Когда он поднял лампы и понес через холл в гостиную, Мистер Мистерия и маленькая Анни Роз Куперман ускользнули во тьму, как давеча на кухне.

Невидимые пальцы рэгтайма бегали по пожелтелым костям пианино, карнавальные аккорды отзывались легкой дрожью в хрустальных призмах. Эйми сидела на табуретке, обмахивая бледное личико синим кружевным веером, извлеченным из старинной горки, и неотрывно наблюдала за нырянием клавиш.

- Это музыка с парада, - сказал Джоул. - Один раз на масленицу я ехал с картиной - на ней был китаец с длинной черной косичкой, только пьяный сорвал картину и стал ей бить знакомую, прямо на мостовой.

Рандольф придвинулся к Джоулу на двойном кресле. Поверх пижамы на нем было надето полосатое кимоно с рукавами-крыльями, а пухловатые ноги упакованы в сандалии из тисненой кожи; ногти на ногах блестели лаком.

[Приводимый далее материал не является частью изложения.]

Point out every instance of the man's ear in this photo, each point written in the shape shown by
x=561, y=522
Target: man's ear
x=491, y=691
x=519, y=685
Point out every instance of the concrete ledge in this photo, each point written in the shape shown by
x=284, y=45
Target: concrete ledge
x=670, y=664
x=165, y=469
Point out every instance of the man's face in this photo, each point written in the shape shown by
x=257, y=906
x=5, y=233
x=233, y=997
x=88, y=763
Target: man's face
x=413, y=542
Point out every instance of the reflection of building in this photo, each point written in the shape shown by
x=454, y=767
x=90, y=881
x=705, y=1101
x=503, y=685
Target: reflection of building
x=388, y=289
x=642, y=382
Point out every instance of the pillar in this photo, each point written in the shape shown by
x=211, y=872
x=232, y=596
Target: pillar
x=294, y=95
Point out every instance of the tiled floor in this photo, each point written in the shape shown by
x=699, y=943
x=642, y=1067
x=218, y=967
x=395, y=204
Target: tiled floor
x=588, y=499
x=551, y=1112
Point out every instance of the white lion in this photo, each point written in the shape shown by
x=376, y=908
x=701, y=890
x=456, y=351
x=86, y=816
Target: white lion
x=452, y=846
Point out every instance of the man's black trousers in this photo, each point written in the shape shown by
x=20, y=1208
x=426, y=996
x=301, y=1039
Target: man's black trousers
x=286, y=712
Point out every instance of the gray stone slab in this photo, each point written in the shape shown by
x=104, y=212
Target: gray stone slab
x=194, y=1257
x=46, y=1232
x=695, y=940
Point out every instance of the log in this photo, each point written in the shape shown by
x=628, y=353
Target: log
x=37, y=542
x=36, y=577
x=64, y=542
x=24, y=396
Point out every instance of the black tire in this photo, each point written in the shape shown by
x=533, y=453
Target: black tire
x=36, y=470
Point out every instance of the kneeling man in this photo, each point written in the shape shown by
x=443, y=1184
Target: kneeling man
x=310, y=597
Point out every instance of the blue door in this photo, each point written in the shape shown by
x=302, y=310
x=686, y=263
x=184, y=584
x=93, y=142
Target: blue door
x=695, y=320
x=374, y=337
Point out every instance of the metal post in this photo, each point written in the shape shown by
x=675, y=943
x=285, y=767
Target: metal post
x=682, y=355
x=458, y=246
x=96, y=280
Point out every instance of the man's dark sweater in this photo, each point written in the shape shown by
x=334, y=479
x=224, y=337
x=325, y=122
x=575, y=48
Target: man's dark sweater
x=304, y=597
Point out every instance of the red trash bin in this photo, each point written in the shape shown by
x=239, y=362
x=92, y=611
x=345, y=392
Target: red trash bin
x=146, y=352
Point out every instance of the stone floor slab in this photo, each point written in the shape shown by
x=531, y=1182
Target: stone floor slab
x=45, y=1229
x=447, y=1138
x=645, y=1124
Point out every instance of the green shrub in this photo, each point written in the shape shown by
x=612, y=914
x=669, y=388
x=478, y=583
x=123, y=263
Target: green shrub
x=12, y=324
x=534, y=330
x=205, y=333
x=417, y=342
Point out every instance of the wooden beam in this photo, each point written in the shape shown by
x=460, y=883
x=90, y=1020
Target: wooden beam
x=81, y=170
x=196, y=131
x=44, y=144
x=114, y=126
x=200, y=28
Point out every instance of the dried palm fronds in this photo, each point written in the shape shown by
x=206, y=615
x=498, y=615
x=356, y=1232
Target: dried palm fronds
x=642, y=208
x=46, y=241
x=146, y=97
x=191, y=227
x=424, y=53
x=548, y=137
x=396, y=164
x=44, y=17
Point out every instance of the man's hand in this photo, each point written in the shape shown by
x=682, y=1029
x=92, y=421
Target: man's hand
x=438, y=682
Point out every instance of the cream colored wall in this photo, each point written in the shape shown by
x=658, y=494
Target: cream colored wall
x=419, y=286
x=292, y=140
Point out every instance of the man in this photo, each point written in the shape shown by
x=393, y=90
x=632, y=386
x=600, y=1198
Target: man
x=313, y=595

Вблизи он распространял тонкий лимонный аромат, и безволосое лицо его выглядело немногим старше, чем лицо Джоула. Глядя прямо перед собой, он нашел руку Джоула и заплел его пальцы своими.

Эйми укоризненно захлопнула веер.

- Ты даже не поблагодарил меня, - сказала она.

- За что, моя обожаемая?

Держаться с Рандольфом за руки было как-то не совсем приятно, и от желания вонзить ногти в эту сухую горячую ладонь у Джоула сами собой напряглись пальцы; кроме того, Рандольф носил перстень, и он больно давил на суставы. Перстень женский, с дымчатым радужным опалом, схваченным острыми серебряными лапками.

- Как? За красивые перья, - напомнила Эйми. - Голубой сойки.